Methods: Forty SD rats were randomly divided into four groups: ischemia/reperfusion group (n=10), morphine preconditioning group (n=10), morphine and naloxone hydrochloride group (n=10), and normal controls (n=10). The animal model of AMIR was established in rats. The left anterior descending branch (LAD) of rat coronary was tied and un-tied. Animals were then sacrificed and hearts were harvested to determine myocardial infarct size by 2, 3, 5-triphenyl tetrazolium chloride (TTC). Radioimmunoassay was used to detect CGRP and ET-1 levels in plasma, and routine method was used to measure creatine kinase isoenzyme (CK-MB) in serum.

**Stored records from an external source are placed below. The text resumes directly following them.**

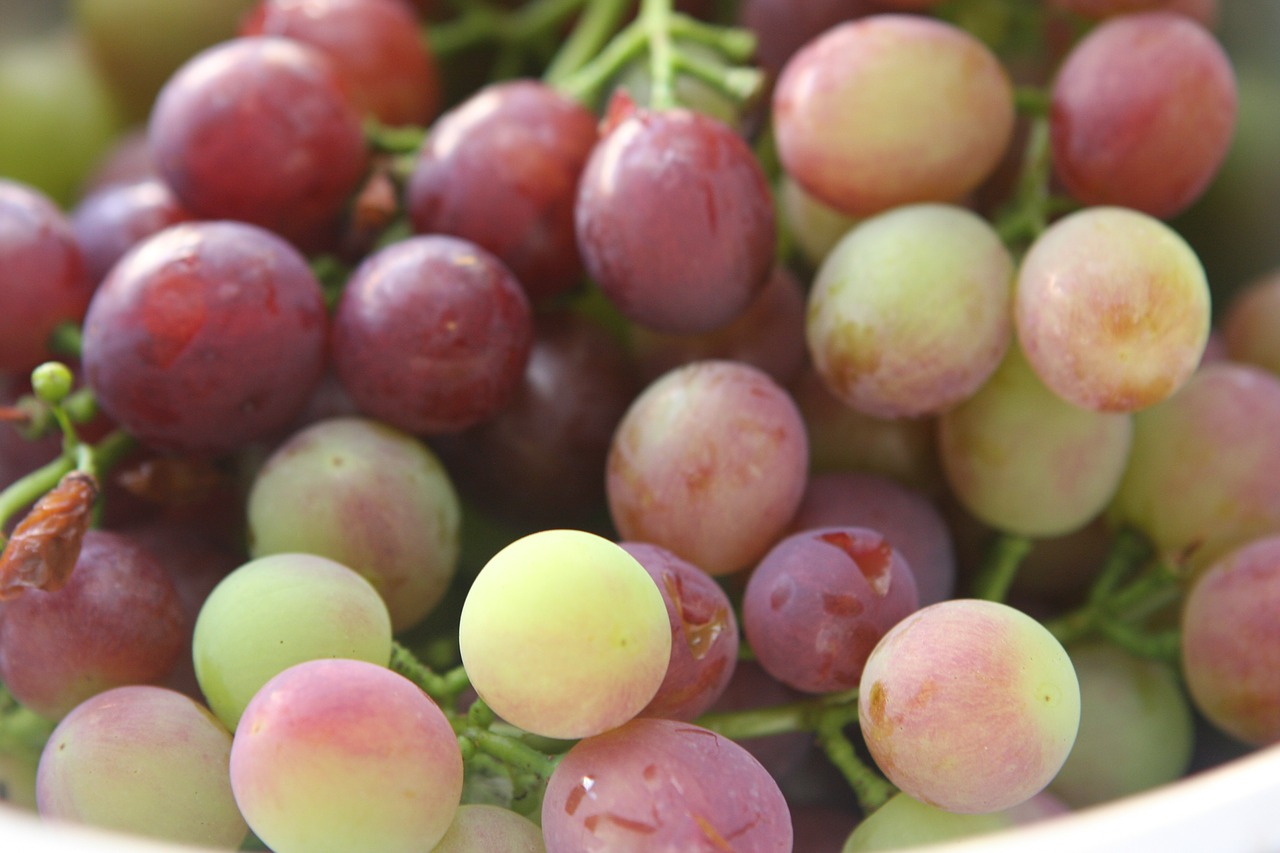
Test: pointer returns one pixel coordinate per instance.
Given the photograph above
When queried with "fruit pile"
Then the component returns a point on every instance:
(579, 425)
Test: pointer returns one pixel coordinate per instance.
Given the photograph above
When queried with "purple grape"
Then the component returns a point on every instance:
(663, 785)
(260, 129)
(675, 220)
(502, 170)
(819, 601)
(703, 634)
(206, 337)
(432, 334)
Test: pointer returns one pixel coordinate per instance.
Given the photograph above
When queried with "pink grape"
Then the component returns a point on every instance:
(1155, 142)
(1229, 642)
(970, 706)
(338, 755)
(906, 518)
(117, 621)
(1112, 309)
(891, 109)
(1212, 445)
(873, 327)
(709, 463)
(704, 635)
(663, 785)
(142, 760)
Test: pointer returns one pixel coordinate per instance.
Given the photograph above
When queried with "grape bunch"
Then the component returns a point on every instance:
(608, 425)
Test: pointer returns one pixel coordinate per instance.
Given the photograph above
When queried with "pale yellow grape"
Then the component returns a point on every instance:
(563, 633)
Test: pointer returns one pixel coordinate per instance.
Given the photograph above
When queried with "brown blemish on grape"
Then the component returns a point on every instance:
(700, 629)
(872, 555)
(627, 824)
(575, 797)
(841, 605)
(712, 835)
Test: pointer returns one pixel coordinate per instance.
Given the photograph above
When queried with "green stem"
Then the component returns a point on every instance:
(872, 789)
(656, 19)
(444, 689)
(585, 45)
(1000, 566)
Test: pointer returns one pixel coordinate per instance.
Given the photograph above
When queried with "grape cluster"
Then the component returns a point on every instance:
(595, 425)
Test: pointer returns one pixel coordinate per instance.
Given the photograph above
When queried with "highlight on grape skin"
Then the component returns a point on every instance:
(969, 705)
(565, 634)
(337, 755)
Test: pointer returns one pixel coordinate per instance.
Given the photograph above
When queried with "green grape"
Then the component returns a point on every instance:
(277, 611)
(563, 633)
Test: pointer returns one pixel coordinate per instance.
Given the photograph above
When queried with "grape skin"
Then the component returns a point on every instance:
(565, 634)
(337, 756)
(277, 611)
(142, 760)
(709, 463)
(970, 706)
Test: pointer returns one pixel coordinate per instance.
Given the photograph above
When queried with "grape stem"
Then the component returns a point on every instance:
(1000, 566)
(827, 716)
(1119, 602)
(444, 689)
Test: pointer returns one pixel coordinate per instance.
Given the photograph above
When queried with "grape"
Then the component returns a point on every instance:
(375, 46)
(260, 129)
(1112, 309)
(845, 439)
(904, 821)
(1025, 461)
(675, 220)
(970, 706)
(502, 170)
(814, 226)
(663, 785)
(821, 600)
(205, 337)
(905, 516)
(368, 496)
(142, 760)
(490, 829)
(59, 115)
(1249, 323)
(42, 276)
(1136, 726)
(1211, 445)
(338, 755)
(874, 331)
(891, 109)
(768, 334)
(552, 439)
(109, 222)
(709, 463)
(1157, 141)
(432, 334)
(1229, 648)
(565, 634)
(703, 634)
(115, 621)
(277, 611)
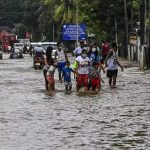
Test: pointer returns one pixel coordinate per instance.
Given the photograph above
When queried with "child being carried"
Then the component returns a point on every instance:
(95, 76)
(67, 76)
(50, 76)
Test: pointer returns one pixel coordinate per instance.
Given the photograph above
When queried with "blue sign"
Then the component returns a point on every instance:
(74, 32)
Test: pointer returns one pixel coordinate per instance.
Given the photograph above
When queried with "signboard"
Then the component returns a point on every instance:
(133, 38)
(74, 32)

Results: Plasma ET-1 and CGRP levels were increased significantly than that in normal controls in acute myocardial infarction (AMI) at 10 minutes of LAD tied (all P<0.01). Plasma ET-1 and CK-MB levels in morphine preconditioning group in AMIR at 45 hours of reperfusion were decreased significantly as compared with that in the same group in AMI at 10 minutes, and myocardial infarct size decreased significantly (all P<0.01), while, plasma CGRP levels were markedly increased. Significant differences in those parameters were found between morphine preconditioning group and morphine combined with naloxone hydrochloride group (all P<0.01).
Conclusion: Intravenous morphine has protective effects on AMI by increased plasma CGRP level, decreased plasma ET-1 level, and reduced myocardial infarct size.